This notebook is for figuring out reputed lenders in a report. Currently it gives credits and debits of different lenders in each report over the last 2 years

In [None]:
import pymssql
import pandas as pd
import json
import datetime
import joblib
import re
import numpy as np
import multiprocessing as mp


In [None]:
%load_ext blackcellmagic

In [None]:
server = '192.168.4.117'
database = 'FreedomCashLenders'
username = 'FreedomCashLendersAll'
mssql_password = 'Freedom123$'

In [None]:
iloans_conn = pymssql.connect(server, username, mssql_password, database, port = 1433)

In [None]:
start_date = "'2018-01-01'"
end_date = "'2019-12-31'"

In [None]:
query_loan = f'''select LN.LoanId,
                       LC.LoanCount,
                       LN.OriginationDate,
                       GC.BankReportData,
                       GC.BankTransactionId,
                       GC.TimeAdded as ReportTimeAdded,
                       LN.Campaign,
                       LN.MonthlyGrossIncome,
                       LN.DateOfBirth,
                       LN.IsFirstDefault
                       
                from view_FCL_Loan LN
                LEFT JOIN view_FCL_CustomerLoanCount LC ON LC.CustomerId = LN.CustomerId
                LEFT JOIN view_FCL_GetCreditDataLoan GCD ON LN.LoanId = GCD.LoanId
                LEFT JOIN view_FCL_GetCreditData GC ON GC.BankTransactionId = GCD.BankTransactionId
                
                
                where LN.OriginationDate >= {start_date}
                and LN.OriginationDate <= {end_date} 
                and LN.IsFirstDefault IS NOT NULL
                and LN.MerchantId IN (15, 18)
                and GC.ReportStatus = 'COMPLETE' '''

In [None]:
df_loans = pd.read_sql_query(query_loan,con = iloans_conn)

In [None]:
df_loans = df_loans.drop_duplicates('LoanId')

## utility functions

In [None]:
def parse_dates(json_date):
    '''
    Converts json formatted date to pandas datetime.
    
    Parameters:
    JSON date (JSON).
    
    Returns:
    Pandas datetime object.
    
    '''
    
    #return datetime.fromtimestamp(int(json_date)/1000.0).strftime('%Y-%m-%d')
    return datetime.datetime.utcfromtimestamp(int(json_date)/1000).date()

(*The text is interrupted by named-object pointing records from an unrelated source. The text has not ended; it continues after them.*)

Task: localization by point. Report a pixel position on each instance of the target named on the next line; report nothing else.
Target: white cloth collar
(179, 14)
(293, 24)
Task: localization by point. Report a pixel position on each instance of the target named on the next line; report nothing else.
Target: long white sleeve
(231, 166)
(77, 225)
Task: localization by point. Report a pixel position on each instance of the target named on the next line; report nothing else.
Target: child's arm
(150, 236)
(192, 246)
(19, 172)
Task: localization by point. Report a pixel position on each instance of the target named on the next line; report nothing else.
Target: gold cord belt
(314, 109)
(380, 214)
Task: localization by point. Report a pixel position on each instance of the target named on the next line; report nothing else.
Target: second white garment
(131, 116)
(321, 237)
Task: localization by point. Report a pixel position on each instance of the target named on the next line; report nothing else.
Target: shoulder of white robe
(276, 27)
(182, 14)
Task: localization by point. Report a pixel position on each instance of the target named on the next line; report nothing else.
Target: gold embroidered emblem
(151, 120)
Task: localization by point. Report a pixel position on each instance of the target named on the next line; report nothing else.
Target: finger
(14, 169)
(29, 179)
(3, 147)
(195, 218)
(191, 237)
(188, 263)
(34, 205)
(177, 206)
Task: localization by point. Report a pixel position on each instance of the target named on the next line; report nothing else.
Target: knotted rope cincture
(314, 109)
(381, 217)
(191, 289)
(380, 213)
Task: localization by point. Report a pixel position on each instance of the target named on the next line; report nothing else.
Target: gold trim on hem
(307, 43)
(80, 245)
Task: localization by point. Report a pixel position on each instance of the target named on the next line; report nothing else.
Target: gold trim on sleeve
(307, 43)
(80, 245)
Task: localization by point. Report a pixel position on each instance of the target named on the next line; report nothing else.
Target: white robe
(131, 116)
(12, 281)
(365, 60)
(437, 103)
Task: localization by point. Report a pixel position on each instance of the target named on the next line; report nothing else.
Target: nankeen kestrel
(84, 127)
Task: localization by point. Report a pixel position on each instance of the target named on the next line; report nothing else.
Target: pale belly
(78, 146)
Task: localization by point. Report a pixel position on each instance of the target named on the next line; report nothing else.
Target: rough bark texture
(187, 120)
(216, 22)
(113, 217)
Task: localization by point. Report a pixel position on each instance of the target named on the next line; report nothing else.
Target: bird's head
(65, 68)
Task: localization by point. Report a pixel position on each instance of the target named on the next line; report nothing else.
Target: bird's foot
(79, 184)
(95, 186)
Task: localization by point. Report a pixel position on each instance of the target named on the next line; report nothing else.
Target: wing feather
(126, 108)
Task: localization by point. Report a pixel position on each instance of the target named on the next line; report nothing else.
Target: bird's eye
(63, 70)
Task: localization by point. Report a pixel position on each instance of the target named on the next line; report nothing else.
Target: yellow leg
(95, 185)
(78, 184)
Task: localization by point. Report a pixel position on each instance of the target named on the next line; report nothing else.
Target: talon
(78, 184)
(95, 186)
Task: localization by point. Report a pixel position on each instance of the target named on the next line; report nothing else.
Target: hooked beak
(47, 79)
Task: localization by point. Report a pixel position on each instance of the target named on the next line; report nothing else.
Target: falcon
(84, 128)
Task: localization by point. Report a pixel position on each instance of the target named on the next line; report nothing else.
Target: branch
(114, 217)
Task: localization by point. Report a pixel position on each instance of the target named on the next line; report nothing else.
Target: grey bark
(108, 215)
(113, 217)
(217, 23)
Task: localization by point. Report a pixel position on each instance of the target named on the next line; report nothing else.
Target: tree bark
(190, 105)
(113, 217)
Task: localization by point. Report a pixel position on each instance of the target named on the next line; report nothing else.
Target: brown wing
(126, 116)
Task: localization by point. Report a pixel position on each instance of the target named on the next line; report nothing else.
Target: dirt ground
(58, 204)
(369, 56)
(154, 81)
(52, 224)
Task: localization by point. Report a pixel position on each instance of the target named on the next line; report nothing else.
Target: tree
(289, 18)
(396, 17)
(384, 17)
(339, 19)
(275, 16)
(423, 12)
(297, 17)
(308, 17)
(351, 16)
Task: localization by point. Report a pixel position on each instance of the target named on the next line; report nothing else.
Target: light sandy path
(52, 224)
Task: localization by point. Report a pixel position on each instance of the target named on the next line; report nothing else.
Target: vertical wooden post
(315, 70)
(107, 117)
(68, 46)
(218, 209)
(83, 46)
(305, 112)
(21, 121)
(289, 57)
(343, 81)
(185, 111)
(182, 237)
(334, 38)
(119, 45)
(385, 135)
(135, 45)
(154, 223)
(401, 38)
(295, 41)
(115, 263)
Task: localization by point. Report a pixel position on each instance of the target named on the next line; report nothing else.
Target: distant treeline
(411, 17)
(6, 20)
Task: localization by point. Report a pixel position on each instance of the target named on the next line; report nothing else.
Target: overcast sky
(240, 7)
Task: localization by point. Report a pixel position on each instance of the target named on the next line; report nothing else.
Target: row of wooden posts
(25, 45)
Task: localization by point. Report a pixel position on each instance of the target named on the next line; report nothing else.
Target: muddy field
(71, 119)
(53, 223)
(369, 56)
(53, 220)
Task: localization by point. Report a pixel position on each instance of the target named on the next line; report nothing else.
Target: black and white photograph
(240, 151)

def fetch_checking_acct_txns(json_string):
    """
    Parse all checking account transactions in the bank report
    
    Parameters:
    json_string(json): json containing bank report
    
    Returns:
    dataframe: containing transactions 
    
    """
    j = json.loads(json_string)
    df_txn = pd.DataFrame()
    
    acct_numbers = []
    for accts in j['accounts']:
        
        if ('transactions' in accts.keys()) and (len(accts['transactions']) > 0) and (accts['accountNumber'] not in acct_numbers) and (accts['accountType'].strip().lower() == 'checking'):
            
            df_txn_temp = pd.DataFrame(accts['transactions'])
            df_txn_temp['account_number'] = accts['accountNumber']
            df_txn = df_txn.append(df_txn_temp, ignore_index=True)
            
            df_txn['posted_date'] = df_txn['postedDate'].map(lambda json_date: parse_dates(json_date))
            df_txn['category'] = df_txn['contexts'].map(lambda x: x[0]['categoryName'] if len(x) > 0 else np.nan)
            acct_numbers.append(accts['accountNumber'])
    
    if 'pending' in df_txn.columns:
        df_txn = df_txn[df_txn['pending'] == False]
    return df_txn

## primary account

In [None]:
def get_primary_account(bankreport):
    """
    Flag primary checking account (account having max transaction count)
    
    Parameters:
    bankreport (json)
    loanid (str)
    
    Returns:
    Dataframe containing checking accounts and primary account flag = 1
    """
    df_txn = fetch_checking_acct_txns(bankreport)
    if df_txn.empty is False:
        df_txns_count = df_txn['account_number'].value_counts()
        return df_txns_count.idxmax()

In [None]:
NCPU = mp.cpu_count() - 2 if mp.cpu_count() > 2 else 1
with mp.Pool(processes=NCPU) as pool:
    res_primary_accts = pool.map(get_primary_account, df_loans['BankReportData'])

In [None]:
df_loans['primary_account'] = res_primary_accts

In [None]:
df_loans = df_loans.loc[df_loans['primary_account'].notnull(),:]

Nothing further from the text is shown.